Fake Ambulance Company Used Stolen Medicare Identities in $4.7 Million Fraud Scheme

Fake Ambulance Company Used Stolen Medicare Identities in $4.7 Million Fraud Scheme

After a North Carolina ambulance transport company went bankrupt, two people formerly associated with the defunct company created a fake ambulance company with the intention of billing Medicare for ambulance services that never occurred. According to the federal indictment, the two men stole Medicare identity information previously used to provide wheelchair and ambulance transports for a Humana Medicare program to make their false billings for reimbursement from Medicare appear legitimate.

Investigators report that the two billed Medicare for these bogus trips over an 18-month period. The checks the pair received were cashed at local check-cashing services and divided between them. Altogether, the scheme was used to bill Humana for $6.1 million, but the pair actually pocketed $4.7 million between January 2014 and June 2016.

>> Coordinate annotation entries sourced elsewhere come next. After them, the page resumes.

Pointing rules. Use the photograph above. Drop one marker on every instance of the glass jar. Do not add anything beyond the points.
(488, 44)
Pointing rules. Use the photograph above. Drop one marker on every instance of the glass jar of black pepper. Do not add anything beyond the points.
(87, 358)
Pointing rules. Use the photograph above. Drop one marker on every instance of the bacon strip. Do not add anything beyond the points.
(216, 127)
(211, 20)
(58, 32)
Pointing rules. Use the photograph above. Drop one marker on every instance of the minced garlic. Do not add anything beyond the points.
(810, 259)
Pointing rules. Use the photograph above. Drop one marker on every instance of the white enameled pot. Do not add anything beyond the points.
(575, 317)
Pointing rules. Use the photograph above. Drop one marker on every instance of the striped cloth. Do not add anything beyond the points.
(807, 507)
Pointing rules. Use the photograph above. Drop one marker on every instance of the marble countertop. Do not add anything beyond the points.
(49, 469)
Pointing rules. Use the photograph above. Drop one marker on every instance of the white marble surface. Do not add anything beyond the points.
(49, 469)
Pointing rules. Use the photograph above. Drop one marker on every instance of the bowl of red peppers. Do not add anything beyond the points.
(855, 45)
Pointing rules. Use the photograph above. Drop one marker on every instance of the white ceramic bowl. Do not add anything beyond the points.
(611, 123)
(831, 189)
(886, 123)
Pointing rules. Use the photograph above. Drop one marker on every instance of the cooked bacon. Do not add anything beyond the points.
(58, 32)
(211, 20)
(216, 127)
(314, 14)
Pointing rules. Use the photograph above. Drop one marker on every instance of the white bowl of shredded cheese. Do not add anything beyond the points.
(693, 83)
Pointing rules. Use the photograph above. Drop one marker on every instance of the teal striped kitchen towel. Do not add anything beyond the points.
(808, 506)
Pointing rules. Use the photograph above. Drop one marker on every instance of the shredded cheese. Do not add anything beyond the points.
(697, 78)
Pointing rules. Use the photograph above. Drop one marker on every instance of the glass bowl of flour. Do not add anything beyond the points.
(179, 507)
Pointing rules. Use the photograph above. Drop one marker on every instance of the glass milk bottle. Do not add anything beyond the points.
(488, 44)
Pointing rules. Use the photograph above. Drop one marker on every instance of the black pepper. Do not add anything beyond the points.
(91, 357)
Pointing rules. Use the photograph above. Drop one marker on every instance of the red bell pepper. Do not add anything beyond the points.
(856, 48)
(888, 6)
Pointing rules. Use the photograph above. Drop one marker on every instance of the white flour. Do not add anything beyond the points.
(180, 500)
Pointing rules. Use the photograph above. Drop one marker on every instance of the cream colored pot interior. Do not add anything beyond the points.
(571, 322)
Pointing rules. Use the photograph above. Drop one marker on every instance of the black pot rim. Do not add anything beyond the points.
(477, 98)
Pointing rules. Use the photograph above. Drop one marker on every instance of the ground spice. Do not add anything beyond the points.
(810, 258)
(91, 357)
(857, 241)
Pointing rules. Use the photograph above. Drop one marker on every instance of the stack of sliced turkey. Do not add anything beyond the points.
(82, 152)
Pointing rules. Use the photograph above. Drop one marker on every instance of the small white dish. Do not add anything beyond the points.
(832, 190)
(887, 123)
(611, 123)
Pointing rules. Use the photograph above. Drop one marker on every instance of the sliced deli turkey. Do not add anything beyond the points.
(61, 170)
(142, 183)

The men also set up another account with the actual wheelchair transport company owned by one them. Using that account, they billed Humana for more fake ambulance rides and that fraud was included in the indictment.

Compliance Perspective

Failure by a nursing home to ensure that the companies used for providing ambulance transport services have completed a vendor contract and have had background checks to ensure that the company is legitimate, and the employees have not been excluded from Medicare or Medicaid reimbursemens, might be considered a violation of state and federal regulations prohibiting the use of vendors/employees who have committed crimes or who have been excluded by Medicare and Medicaid reimbursement programs.

Discussion Points:

  • Review policies and procedures regarding vender contracts and background checks for ambulance companies used to transport residents.
  • Train staff responsible for oversight regarding vendor contracts to ensure that no vendors are used without their having submitted a completed a vendor contract, and staff have conducted periodic background checks of the company and its employees for exclusion from Medicare and Medicaid.
  • Periodically audit the vendors the facility uses to provide transportation to determine if staff are performing periodic Medicare and Medicaid exclusion background checks and whether there are completed vendor contracts on file.